We are introduced at first to a dystopian future, where the political party with power in the United States has instituted something called “The Purge,” a 12-hour event that occurs once a year. This clearly well-thought-out idea stipulates that for this time period, all emergency services are rendered inactive and all crimes are legal. For a brief amount of time, murder, rape, theft, grand theft auto, speeding, skateboarding on campus and, yes, even jaywalking become legal.

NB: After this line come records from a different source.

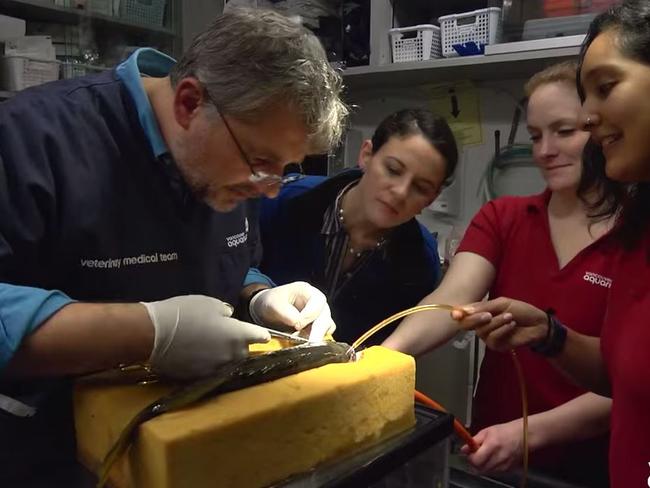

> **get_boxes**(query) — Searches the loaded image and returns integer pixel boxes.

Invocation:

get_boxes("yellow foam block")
[75,347,415,488]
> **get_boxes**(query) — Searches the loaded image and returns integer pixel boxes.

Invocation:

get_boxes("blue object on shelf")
[452,41,485,56]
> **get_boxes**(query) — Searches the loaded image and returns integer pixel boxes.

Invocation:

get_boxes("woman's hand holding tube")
[451,297,549,351]
[461,419,523,474]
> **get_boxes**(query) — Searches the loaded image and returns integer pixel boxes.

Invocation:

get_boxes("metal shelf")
[343,46,580,92]
[0,0,176,37]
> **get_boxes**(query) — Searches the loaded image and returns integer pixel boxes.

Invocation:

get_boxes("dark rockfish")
[97,342,354,488]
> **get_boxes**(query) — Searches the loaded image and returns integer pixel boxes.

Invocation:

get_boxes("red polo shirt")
[601,229,650,488]
[458,191,617,480]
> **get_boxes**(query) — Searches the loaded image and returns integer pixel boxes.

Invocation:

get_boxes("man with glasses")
[0,10,347,484]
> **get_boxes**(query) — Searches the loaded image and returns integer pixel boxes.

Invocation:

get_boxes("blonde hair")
[524,61,578,97]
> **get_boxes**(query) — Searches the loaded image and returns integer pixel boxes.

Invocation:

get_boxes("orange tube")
[414,390,479,452]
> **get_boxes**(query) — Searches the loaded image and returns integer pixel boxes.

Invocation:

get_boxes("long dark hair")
[576,0,650,246]
[372,108,458,185]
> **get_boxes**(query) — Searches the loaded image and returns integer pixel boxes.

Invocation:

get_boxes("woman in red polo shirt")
[450,0,650,488]
[384,63,615,486]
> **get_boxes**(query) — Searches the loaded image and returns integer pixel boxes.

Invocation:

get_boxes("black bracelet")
[530,309,567,357]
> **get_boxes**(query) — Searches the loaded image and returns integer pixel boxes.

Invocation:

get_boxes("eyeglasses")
[215,104,292,186]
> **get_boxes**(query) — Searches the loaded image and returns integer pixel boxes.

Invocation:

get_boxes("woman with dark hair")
[453,0,650,488]
[260,109,458,342]
[384,62,616,486]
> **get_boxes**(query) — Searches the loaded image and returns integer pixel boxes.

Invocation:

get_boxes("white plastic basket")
[120,0,167,27]
[438,7,501,58]
[0,56,59,91]
[388,24,441,63]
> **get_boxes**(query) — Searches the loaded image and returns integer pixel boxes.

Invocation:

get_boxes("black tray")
[274,404,453,488]
[67,404,453,488]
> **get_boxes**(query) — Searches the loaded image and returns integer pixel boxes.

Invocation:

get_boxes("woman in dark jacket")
[260,109,458,343]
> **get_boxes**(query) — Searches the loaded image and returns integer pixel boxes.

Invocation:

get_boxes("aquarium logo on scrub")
[582,271,612,288]
[226,218,248,247]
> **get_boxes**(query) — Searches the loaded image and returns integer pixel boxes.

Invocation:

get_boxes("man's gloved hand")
[142,295,271,378]
[248,281,336,342]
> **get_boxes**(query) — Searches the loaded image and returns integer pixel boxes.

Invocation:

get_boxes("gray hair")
[170,8,348,153]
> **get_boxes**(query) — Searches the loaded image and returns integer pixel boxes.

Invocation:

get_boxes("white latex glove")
[142,295,271,378]
[248,281,336,342]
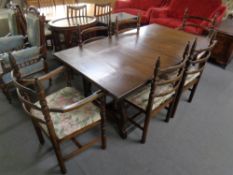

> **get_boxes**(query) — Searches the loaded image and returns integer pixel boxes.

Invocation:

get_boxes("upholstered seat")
[126,85,174,110]
[31,87,101,139]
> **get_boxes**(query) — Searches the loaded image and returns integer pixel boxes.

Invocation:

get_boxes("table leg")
[117,100,127,139]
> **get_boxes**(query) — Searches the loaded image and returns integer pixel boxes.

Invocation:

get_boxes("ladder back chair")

The movie spends a good portion of the first act building the plot while simultaneously attempting to justify the existence of the purge. Unemployment is down to 1 percent (which technically is not a good thing; 4-5 percent is considered healthy), stocks are through the roof and the crime rate during the rest of the year is at an all time low. It would seem that in this world, the general population is happier and more content, and this is attributed to the ‘cathartic release’ that the purge allows for. Here is where we are presented with some of the most basic assumptions that this movie makes on human nature and the role of government within a society. Additionally, this is also where the movie stops talking about this concept and decides to become a slasher flick.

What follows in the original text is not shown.